DC Infinite #28 | L’ordre et les bottes

par Anthony F.

Urban Comics donne le coup d’envoi d’une nouvelle année pour la collection DC Infinite et pas n’importe comment, puisque l’on débute 2025 avec le très attendu évènement Absolute Power. Un nouveau point d’étape important dans la construction de l’univers DC qui réunit l’ensemble de ses héros et héroïnes, mais qui n’empêche toutefois pas d’autres comics de nous séduire ce mois-ci, entre un très bon cinquième tome pour Batman / Superman World’s Finest, ou de pas moins bonnes conclusions d’arcs pour Poison Ivy Infinite et Dawn of Green Arrow & Black Canary. L’année démarre très bien.

Cette chronique a été écrite suite à l’envoi d’exemplaires par l’éditeur.

Batman / Superman World’s Finest – Tome 5, comme au bon vieux temps

© 2025 DC Comics / Urban Comics

Alternant le très bon et le moins passionnant depuis les débuts de la série, Mark Waid et Dan Mora continuent leur association sur Batman / Superman World’s Finest avec un cinquième tome qui repart sur les premières promesses de la série : ramener les deux justiciers les plus populaires de DC à leurs premières heures. Dans une histoire qui fleure bon le kitsch, on retrouve le duo désemparé face à une réapparition malheureuse de Monsieur Mxyzptlk, le lutin immortel au nom imprononçable mais néanmoins doté d’un pouvoir immense qui, venu de la 5è dimension, alerte nos bons gaillards sur une menace à venir. Lui et Bat-mite, autre lutin magique qui voue un culte à Batman, viennent chercher de l’aide auprès des super-héros alors qu’ils ont du fuir leur monde à cause d’une vieille légende, un magicien qui serait capable de tout détruire. Une entité qui s’amuse à défaire les mondes et à y rechercher la personne la plus puissante après de sinistres affrontements pour pouvoir s’y opposer. Pas vraiment sérieuse mais néanmoins pleine de bons moments, cette aventure qui convoque la magie, une des hantises de Batman et une faiblesse pour Superman, nous ramène directement à une époque un peu moins sérieuse de l’âge d’or des comics où les récits pouvaient être un peu plus légers, avec beaucoup d’humour et de folie, loin de ce à quoi on a depuis été habitué·es. Et c’était la promesse initiale de la série en renvoyant ces deux super-héros à leurs origines, chose qui avait pu parfois se perdre en route, avec un ou deux tomes un peu moins réussis qui perdaient de vue cette promesse.

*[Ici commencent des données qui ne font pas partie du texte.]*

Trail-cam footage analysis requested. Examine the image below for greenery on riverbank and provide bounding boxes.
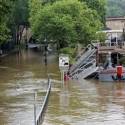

Alors quel plaisir d’y revenir en fanfare avec la bande de lutins magiques qui viennent mettre le bazar dans le quotidien d’un Batman abasourdi, et un Superman qui peine à garder son sérieux. La personnalité du Bat-mite, le lutin adorateur de l’homme chauve-souris est toujours aussi drôle, s’offrant même un petit moment d’émotion en fin de tome, qui permet de conclure le récit d’une jolie manière. Du côté de la menace du jour, elle est oubliable, mais l’intérêt n’est pas là. Au contraire, cet ennemi au pouvoir improbable ne sert en réalité à Dan Mora qu’à proposer des dessins hauts en couleur, très vifs, avec une action omniprésente, servant l’absurdité des objectifs du grand méchant. C’est un excellent tome pour cette série, qui montre que Mark Waid a encore plein de choses à raconter avec ces personnages sur une tonalité plus kitsch qui leur va bien.

Poison Ivy Infinite – Tome 4, fin d’une révolution

© 2025 DC Comics / Urban Comics

On avait laissé Poison Ivy il y a quelques mois au fond d’un marais en compagnie de Grundy et Killer Croc, où elle avait trouvé un coup de main pour affronter le Dr Jason Woodrue, devenu une sorte d’entité végétale que l’on connaît habituellement dans l’univers DC sous le nom de Floronic Man. Sa quête de révolution écologique avait connu un sérieux coup d’arrêt, la faute à des toxines semées ici et là, censés refleurir le monde, mais qui se sont avérées hors de contrôle, transformant les humains en sortes de zombies. Sur le point de mourir dans un affrontement final qui est bien mal embarquée, elle se remémore soudain de ses premiers pas et de sa rencontre avec Woodrue alors qu’elle n’était qu’étudiante, et lui un scientifique qui prétendait pouvoir changer le monde. L’admiration et la fascination s’est vite transformée en emprise et en violence, alors que les rêves de Woodrue devenaient de plus en plus radicaux, tandis qu’il parvenait enfin à faire un pont entre humanité et plantes, découvrant qu’il y avait peut-être une forme de vie supérieure capable d’unir les deux. Ce long flashback donne beaucoup de coeur à un récit qui a largement maltraité son héroïne, mais qui l’a aussi aidée à s’affirmer et trouver un nouveau rôle, profitant de l’agréable écriture de G. Willow Wilson qui ne manque jamais de rythme, d’une pointe d’humour ici et là, mais surtout de beaucoup d’émotions. 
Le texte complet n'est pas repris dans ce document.